Balmy temperatures of cooling waters forced a nuclear power plant in Connecticut to shut down for the first time on Sunday.
The Millstone Nuclear Power Station in Waterford, Conn. uses water from Long Island Sound to cool “key safety components,” says Millstone Spokesman Ken Holt. The temperatures for the unit were averaging 1.7 degrees above the 75 degree limit, forcing Unit 2 of the power station to shut down.
“It’s not that it’s been hitting 100 every day, but it’s been steady heat,” Holt said, commenting on the heatwave. “We haven’t been getting any breaks. Also we had a very mild winter, so (the sound temperatures) started from a higher point than we traditionally have.”

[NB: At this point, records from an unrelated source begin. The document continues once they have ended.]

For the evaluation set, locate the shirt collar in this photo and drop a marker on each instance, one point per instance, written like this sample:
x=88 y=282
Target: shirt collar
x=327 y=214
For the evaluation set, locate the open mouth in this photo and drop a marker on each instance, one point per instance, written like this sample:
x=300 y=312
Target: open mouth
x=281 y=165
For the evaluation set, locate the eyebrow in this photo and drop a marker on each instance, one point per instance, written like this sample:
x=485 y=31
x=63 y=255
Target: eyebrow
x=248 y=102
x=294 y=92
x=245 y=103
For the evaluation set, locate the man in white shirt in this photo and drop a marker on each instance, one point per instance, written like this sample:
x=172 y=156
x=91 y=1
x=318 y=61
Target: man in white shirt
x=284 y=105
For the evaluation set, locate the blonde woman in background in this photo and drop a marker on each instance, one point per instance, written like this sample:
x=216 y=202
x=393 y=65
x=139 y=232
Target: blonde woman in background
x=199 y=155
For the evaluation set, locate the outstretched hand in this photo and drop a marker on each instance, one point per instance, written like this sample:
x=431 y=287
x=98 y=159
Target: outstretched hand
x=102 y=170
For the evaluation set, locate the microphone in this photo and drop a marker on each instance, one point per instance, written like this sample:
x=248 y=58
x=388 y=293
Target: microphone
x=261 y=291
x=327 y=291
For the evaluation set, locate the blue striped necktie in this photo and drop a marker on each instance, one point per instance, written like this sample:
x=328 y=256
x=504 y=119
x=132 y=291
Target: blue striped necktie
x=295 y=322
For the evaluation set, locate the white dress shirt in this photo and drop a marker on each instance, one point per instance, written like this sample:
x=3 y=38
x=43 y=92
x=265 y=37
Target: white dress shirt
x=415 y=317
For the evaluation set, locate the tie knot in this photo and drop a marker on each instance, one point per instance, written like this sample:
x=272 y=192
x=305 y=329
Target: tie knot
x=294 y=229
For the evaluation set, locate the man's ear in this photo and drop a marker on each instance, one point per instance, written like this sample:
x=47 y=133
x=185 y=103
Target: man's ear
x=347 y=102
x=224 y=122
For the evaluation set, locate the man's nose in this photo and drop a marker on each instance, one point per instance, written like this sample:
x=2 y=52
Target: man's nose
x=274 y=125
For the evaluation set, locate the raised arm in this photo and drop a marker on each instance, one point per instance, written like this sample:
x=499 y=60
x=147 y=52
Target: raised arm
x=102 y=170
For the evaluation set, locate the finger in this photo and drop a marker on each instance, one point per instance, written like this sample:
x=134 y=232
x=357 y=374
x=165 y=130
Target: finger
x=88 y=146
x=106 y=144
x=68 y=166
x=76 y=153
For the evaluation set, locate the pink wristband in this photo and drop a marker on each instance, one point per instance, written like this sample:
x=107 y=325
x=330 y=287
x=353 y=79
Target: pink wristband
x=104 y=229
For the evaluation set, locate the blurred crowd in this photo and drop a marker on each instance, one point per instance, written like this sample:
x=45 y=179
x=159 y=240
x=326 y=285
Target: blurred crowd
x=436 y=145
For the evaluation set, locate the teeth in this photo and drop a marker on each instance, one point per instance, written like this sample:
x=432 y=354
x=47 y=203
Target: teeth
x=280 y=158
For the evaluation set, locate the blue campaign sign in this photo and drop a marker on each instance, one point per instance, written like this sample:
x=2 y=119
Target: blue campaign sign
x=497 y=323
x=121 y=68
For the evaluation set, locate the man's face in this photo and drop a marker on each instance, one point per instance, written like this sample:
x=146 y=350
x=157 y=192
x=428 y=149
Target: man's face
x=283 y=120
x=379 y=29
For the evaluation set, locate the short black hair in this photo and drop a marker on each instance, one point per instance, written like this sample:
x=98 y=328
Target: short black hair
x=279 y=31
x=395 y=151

The Associated Press cites Dave Lochbaum, director of the Union of Concerned Scientists' nuclear safety project, who said that unlike other incidents involving too-warm waters from inland sources, the Millstone stoppage, he believes, was the first time it happened due to excessive temperatures from an open body of water.
The current temperature for central Long Island Sound is at 79 degrees. Robert Wilson, a professor at Stony Brook University's School of Marine and Atmospheric Sciences, told the Associated Press that the temperatures were above the 74 degree normal for the body of water. Lochbaum added that the warmer waters there and elsewhere were attributable to global warming.
"It is evidence of global warming with problems both obvious and subtle," he said.
As of Tuesday, Unit 2 is still not producing power.